Walker’s proposed investments in the UW System, the largest in recent history, would likely lead to small tuition increases, according to UW System spokesperson David Giroux.
“The best way to ensure modest tuition increases is to make sure the university has ample, reliable state funding,” Giroux said. “Gov. Walker’s budget does just that. … This is as good of a budget as we’ve seen in years.”
Walker’s biennial budget removes the 5.5 percent tuition increase cap he extended in his last budget, so technically, the UW System Board of Regents could increase tuition above that percentage in their meetings this summer.

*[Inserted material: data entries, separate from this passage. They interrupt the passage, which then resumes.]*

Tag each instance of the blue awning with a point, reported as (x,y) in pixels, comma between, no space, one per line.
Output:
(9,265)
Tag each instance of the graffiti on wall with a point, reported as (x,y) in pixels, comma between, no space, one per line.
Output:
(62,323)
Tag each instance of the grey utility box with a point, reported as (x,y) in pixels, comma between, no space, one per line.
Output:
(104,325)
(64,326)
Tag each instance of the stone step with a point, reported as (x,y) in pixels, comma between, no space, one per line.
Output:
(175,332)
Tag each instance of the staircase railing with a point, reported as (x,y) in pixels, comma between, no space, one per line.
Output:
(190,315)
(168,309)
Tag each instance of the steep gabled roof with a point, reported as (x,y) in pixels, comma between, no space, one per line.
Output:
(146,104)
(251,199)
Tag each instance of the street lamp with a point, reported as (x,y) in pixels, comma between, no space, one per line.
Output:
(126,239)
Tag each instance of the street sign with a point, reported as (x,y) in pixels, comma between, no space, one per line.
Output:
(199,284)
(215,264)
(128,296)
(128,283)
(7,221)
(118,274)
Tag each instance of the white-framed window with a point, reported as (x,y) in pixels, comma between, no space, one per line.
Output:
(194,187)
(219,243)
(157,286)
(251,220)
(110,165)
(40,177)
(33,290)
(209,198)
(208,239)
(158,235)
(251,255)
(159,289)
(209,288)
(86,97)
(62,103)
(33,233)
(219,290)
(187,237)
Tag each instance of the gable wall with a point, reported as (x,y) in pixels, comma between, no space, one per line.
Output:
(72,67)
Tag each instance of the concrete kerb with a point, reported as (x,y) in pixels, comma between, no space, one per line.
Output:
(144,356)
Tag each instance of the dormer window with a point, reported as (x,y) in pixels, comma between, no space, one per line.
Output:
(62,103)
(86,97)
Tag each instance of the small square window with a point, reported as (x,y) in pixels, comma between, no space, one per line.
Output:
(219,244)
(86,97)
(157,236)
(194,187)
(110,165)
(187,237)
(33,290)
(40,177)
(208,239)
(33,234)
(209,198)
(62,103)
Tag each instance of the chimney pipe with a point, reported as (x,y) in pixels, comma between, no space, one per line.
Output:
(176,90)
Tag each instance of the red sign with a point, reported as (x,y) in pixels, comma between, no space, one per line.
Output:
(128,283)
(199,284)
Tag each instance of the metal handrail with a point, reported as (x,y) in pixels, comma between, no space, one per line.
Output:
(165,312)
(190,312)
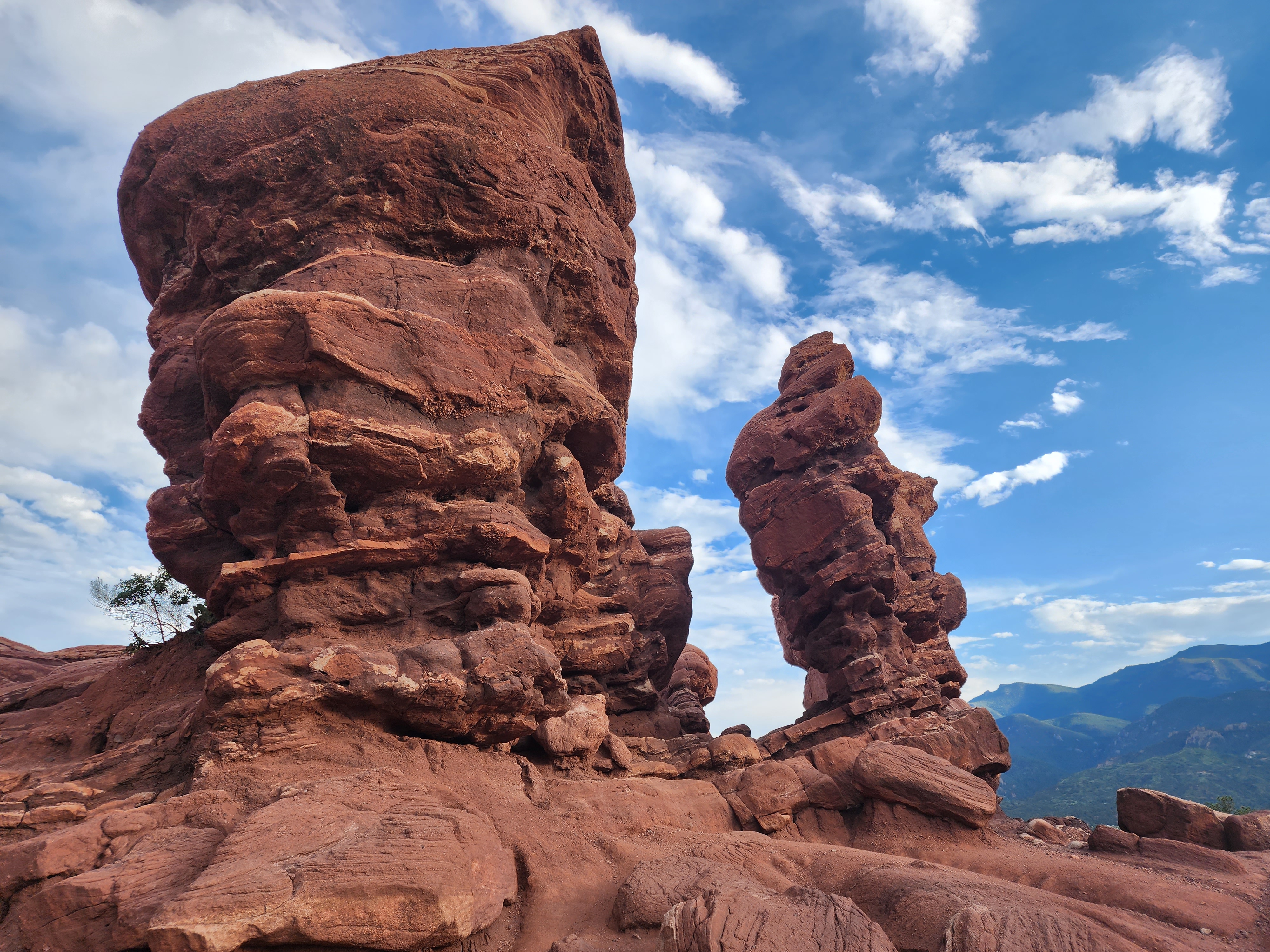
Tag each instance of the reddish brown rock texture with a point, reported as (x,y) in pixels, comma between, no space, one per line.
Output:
(450,704)
(836,532)
(393,327)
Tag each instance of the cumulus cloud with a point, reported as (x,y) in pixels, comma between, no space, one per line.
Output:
(926,36)
(1127,276)
(78,507)
(1057,194)
(998,487)
(1154,628)
(1257,215)
(69,402)
(1231,274)
(651,58)
(686,201)
(1067,197)
(1178,100)
(1028,422)
(1066,402)
(713,322)
(1244,565)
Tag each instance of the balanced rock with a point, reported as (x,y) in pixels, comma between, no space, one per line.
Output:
(391,387)
(838,539)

Although Giroux said he would not speculate on a percentage that the regents would increase tuition by, he pointed to large tuition increases historically coming at times of large budget cuts, a contrast from the budget Walker proposed Wednesday.
“I think this [budget] sets the stage for a very modest tuition increase,” Giroux said.
Walker’s proposed budget faces changes from the Legislature, so during that time, United Council of UW Students is pushing to reinstate a tuition cap. Doing so would remove any uncertainty for students that the regents could “set tuition at will,” Dylan Jambrek, the group’s government relations director, said.
Jambrek pointed to 2005, the last time the cap was not in place, leading to tuition hikes of more than 15 percent at UW.
Rep. Stephen Nass, R-Whitewater, the chair of the Assembly’s Colleges and Universities Committee, is pushing for a tuition cap of about three or four percent, according to his spokesperson Mike Mikalsen. Nass also wants a cap on student fee increases, Mikalsen said.
Walker said last year he supported a tuition freeze, or no tuition increase at all, but he did not include a freeze or a capped increase in his budget. Although Nass supports much of Walker’s budget, Mikalsen said Nass thinks the budget falls short in not protecting students from uncertain tuition increases. Mikalsen encouraged students to tell their legislators they need to include a cap in the budget.
“It’s time for the middle class students to finally stand up and … say, ‘We need you to control tuition,’” Mikalsen said.
Associated Students of Madison Chair Andrew Bulovsky said in a statement the campus student government “will support the efforts of legislators” who push for a tuition cap and the increased funding levels for the UW System.
Walker’s $250 million in cuts to the UW System last year, plus an additional budget lapse of about $66 million, led to the regents increasing general tuition by the 5.5 percent cap last summer. Those tuition hikes were supposed to raise revenues for the system by $110 million, according to a UW System statement.
In this budget, Walker proposed a $181 million investment in the UW System, fully covering university operations, utilities, past construction commitments and fringe benefit increases. The $181 million includes $20 million on new UW System economic development programs and $2 million in its new flexible option online degree program for nontraditional students.
Walker’s investments come at a time when UW System faculty salaries are 18 percent below the national average, a number UW System President Kevin Reilly has said he would like to address.
Giroux said the UW System will try to address and “reach a balance” on three issues: keeping quality high, ensuring college is affordable and the below-average faculty salaries.
Walker’s block grant funding, which offers more flexibility, will help the UW System address all three issues, Giroux said. But Giroux also pointed to another proposal that he said would help the UW System save money. Walker is calling for the UW System to have control over its pay plan by removing legislative approval, in addition to the flexibility the system currently has to set titles and pay ranges.
Jambrek said although United Council recognizes low faculty salaries are harmful to quality, the student advocacy group is “never in favor” of increasing tuition.
“We’re particularly interested in the pay of our faculty, and it most certainly is [a problem], but we don’t think paying faculty should come on the backs of students,” Jambrek said.
Nass is also “seriously concerned” that UW System officials’ focus on increasing faculty pay would lead to tuition raises above the usual 5.5 percent, Mikalsen said.
In his budget, Walker also calls for establishing at least 30 credits that can be transferred within the UW System and technical colleges. Private and tribal colleges can opt into that system.